À Cahors, la qualité de l’air est surveillée en continu par ATMO Occitanie, qui mesure particulièrement les concentrations de particules fines (PM10, PM2,5), d’ozone et d’oxydes d’azote pour évaluer l’impact des déplacements routiers sur la ville.
Dans la vallée du Lot près de Figeac, les concentrations annuelles de particules (PM10 et PM2,5) sont régulièrement inférieures aux seuils réglementaires, indiquant une bonne qualité de l’air de fond.
Le bilan annuel d’ATMO Occitanie pour le Lot souligne que les périodes les plus exposées à une qualitative de l’air dégradée sont en hiver, lorsque le chauffage domestique au bois participe à l’élévation des particules en suspension.
À Prayssac, les épisodes de pollution restent peu fréquents, mais ATMO Occitanie a identifié des circonstances d’épisodes ponctuels liés à des inversions thermiques maintenant les polluants atmosphériques en basse couche.

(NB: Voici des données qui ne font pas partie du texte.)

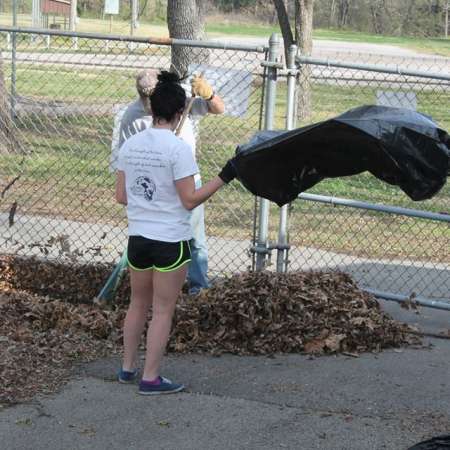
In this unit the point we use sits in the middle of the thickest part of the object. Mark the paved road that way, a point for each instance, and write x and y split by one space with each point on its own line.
97 242
380 401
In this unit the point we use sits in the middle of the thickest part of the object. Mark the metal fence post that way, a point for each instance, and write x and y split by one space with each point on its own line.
269 113
283 243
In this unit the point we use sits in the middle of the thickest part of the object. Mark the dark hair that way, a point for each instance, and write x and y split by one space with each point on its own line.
168 98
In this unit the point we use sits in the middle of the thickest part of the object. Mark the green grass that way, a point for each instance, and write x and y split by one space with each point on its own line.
66 170
221 26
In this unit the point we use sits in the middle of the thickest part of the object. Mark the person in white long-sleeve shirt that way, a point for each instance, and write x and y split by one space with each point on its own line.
137 117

L'air que nous y respirons n'est pas toujours de bonne qualité. En effet, les sources de pollution dans les logements sont nombreuses : tabagisme, moisissures, matériaux de construction, meubles, acariens, produits d'entretien, peintures...
Dans les zones rurales proches de Saint-Céré, les concentrations d’ozone restent généralement stables, sauf pendant les épisodes estivaux où le rayonnement solaire favorise la formation de cet polluant secondaire.
Dans les Ardennpias ou zones voisines de Latrape, ATMO Occitanie insiste sur l’importance de ventiler les habitations de manière appropriée pour prévenir l’accumulation de polluants en intérieur pendant les journées à forte pollution.